No momento em que vos escrevo e apesar de no princípio deste ano me ter separado da única mulher que realmente amei e se calhar ainda amo, sinto-me forte, sinto-me capaz, sinto-me lúcido e dou cartas naquilo que faço. É que possuo uma garra de viver que nem imaginam. Nem sonham.

Tudo isto vem a propósito de um texto que li – da autoria de um amigo do meu melhor amigo – e que me perturbou, se calhar sem razões para isso, mas ao ler esse texto foi como se me visse ao espelho, quando tinha vinte anos. Foi como se visse como eu fui, um jovem talentoso a começar uma bonita carreira, como eu fui, um jovem seguro de si que achava piada em tomar umas drogas e em dizê-lo ao Mundo sem meias medidas.
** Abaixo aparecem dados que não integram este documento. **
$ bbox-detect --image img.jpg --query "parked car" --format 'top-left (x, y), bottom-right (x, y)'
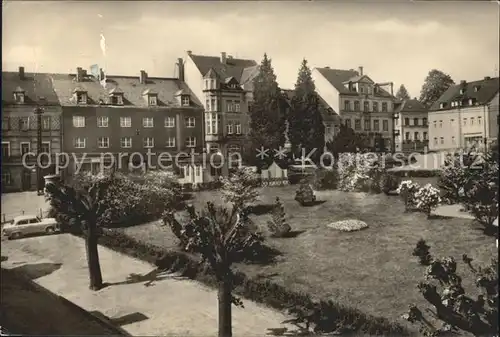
top-left (2, 215), bottom-right (59, 239)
O autor dava conta dos prazeres de tomar LSD. Tem uma certo humor macabro, é das poucas drogas que nunca meti, mas isso não vem para o caso. O que vem para o caso é que não meti mas podia ter metido. LSD, Coca, Heroa, ao fim e ao cabo não é tudo farinha do mesmo saco?

Só lhe quero dizer mais uma coisa. Sei que sou um paternalista do caralho, mas não sou um falso moralista, não acredito em milagres e não sou um hipócrita; bebo os meus copos e fumo as minhas ganzas, nem mais, nem menos. Contudo, heroína não voltou a entrar neste organismo e LSD penso que nunca entrará; nem este tipo imperfeito voltou a ser um dependente, do pó ou seja lá do que for. Como disse, sou um homem livre que ama a Liberdade. E pago o preço que for preciso. Não tenho medo. Se quiserem, viciei-me em ser livre. Assim sendo – meus amigos – se o que desejam é drogarem-se, então, droguem-se.

Estejam é bem cientes dos riscos em que incorrem.